Hacettepe Üniversitesi Tıp Fakültesi Çocuk Enfeksiyon Hastalıkları Bilim Kolu Lideri Prof. Dr. Mehmet Ceyhan’a nazaran salgına yakalanan beşerler birinci derece sıhhat kuruluşlarında tedavi edilmeli. Su kaynaklı salgınların denetim edilmesinin daha kolay olduğunu söyleyen Ceyhan, süratli artışa karşı bölgenin karantinaya alınması gerektiğini söz etti.
‘Esas bakılması gereken yerler…’
Duvar’dan Parıltı Kaplan’ın haberine nazaran, HÜS’ün genelde insanların ve hayvanların bağırsaklarında yaşayan bir virüs olduğunu söyleyen Mehmet Ceyhan, genelde et tüketilmesiyle ortaya çıktığını tabir etti. Ceyhan, Kurban Bayramı’nın akabinde başlayan zehirlenmelerin insanların kurbanlıkları bahçelerinde yahut tarlalarında kesmelerinin akabinde imha süreçlerini düzgün yapmamaları nedeniyle bu salgının başladığını söyledi. Ceyhan, şunları kaydetti:
‘HÜS, yüzde 85 büsbütün düzelir’
Yaşanan zehirlenmelerin en fazla çocuklarda çıkmasının nedenini daha evvel yetişkin insanların bu virüse karşı bağışıklık gelişmelerinden kaynaklandığını söyleyen Ceyhan, yetişkinlerde de her yıl 30-60 olay görüldüğünü söz etti ve şöyle devam etti:
“HÜS yüzde 85 büsbütün düzelir, rastgele bir hasar bırakmaz. Kalan yüzde 15’de ise hipertansiyonun 3-5 yıl sonra geliştiği gözlemlenir. Birtakım hastalarda çok daha düşük oranda böbrek yetmezliği görülür. Hastalık kılcal damarda kandaki hücreleri parçalıyor, oradan geçerken böbreğe giden kanın önüne pıhtılar oluşturuyor. Kan böbreğe gidemediği için böbrek yetmezliği gelişiyor.

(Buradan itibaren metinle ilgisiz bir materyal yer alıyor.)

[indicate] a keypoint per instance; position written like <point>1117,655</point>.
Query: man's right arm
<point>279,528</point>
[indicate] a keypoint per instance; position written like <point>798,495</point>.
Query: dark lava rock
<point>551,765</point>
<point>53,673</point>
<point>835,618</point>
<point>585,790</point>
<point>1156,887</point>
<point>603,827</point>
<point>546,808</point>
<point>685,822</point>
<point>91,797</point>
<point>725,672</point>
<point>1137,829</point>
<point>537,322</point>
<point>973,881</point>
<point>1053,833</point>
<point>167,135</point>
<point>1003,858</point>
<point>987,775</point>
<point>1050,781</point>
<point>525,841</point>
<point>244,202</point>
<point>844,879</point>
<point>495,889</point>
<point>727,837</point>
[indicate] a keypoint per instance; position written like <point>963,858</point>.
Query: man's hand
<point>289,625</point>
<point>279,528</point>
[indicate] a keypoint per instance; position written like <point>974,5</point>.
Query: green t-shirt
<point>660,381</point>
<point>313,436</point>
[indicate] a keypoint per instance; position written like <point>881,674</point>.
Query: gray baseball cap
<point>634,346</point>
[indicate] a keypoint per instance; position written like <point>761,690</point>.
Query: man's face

Bu türlü olunca kalp krizleri, kalp yetmezliği, beyni etkileyen inmeler, sara nöbetleri üzere kalıcı hasarlar bu geri kalan yüzde 15’de görülebilir.”
‘Hastalar birinci derece sıhhat kuruluşuna tedavi edilmeli’

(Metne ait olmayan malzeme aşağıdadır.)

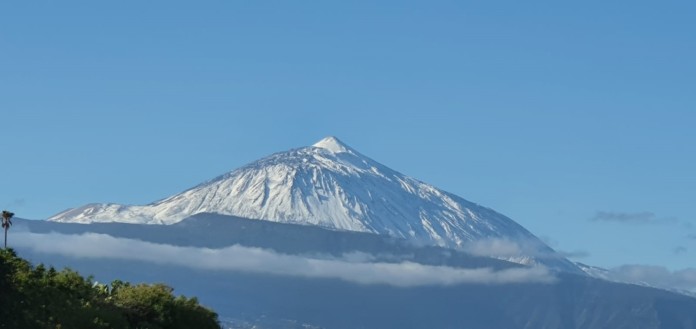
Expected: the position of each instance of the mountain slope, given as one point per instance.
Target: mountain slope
(330, 185)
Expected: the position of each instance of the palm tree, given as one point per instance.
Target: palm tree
(6, 222)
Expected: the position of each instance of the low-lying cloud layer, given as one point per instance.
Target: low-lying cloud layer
(656, 276)
(645, 217)
(351, 268)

Salgına yakalanan insanların birinci derece sıhhat kuruluşlarında tedavi edilmesi gerektiğini söyleyen Ceyhan, erken müdahaleyle ağır tablonun ortadan kalkabileceğini söz etti. Ceyhan, “Hekimlerin çabucak antibiyotiğe sarılmaması gerekir. Bu hastalar diyaliz yapılabilecek ağır bakım hastalarıdır. Trombosit dediğimiz hücrelerin parçalanmasına bağlı olarak hastalarda ağızdan ve burundan çok kolay kanamalar olur. Küçük çaplı hastanelerde bulunmaları yanlışsız değil, çabucak müdahale edilmeli” dedi.
‘Karantina uygulanmalı’
Su kaynaklı salgınların Covid-19 üzere bütün ülkeler ortası görülmediğini lakin çok süratli patlama biçiminde yayılabildiğini söz eden Ceyhan, karantina uygulamasını önerdi. Ceyhan, şu değerlendirmelerde bulundu:
‘Bölgeye gidenlerin çok dikkatli olması lazım’
“O bölgede bayramı geçirip ayrılmış şahısların çok dikkatli olması lazım zira bu bireylerin bakteriyi almış lakin bağışıklığı güçlü, rastgele bir reaksiyon göstermemiş olabilir” diyen Ceyhan, insanların bilhassa tuvaletten çıktıktan sonra ellerini alkollü dezenfektanla tekrar temizlemelerini, bu müddet boyunca ortak eşyaların kullanılmamasını ve yemekli misafirliklere gidilmemesi gerektiğini tabir etti.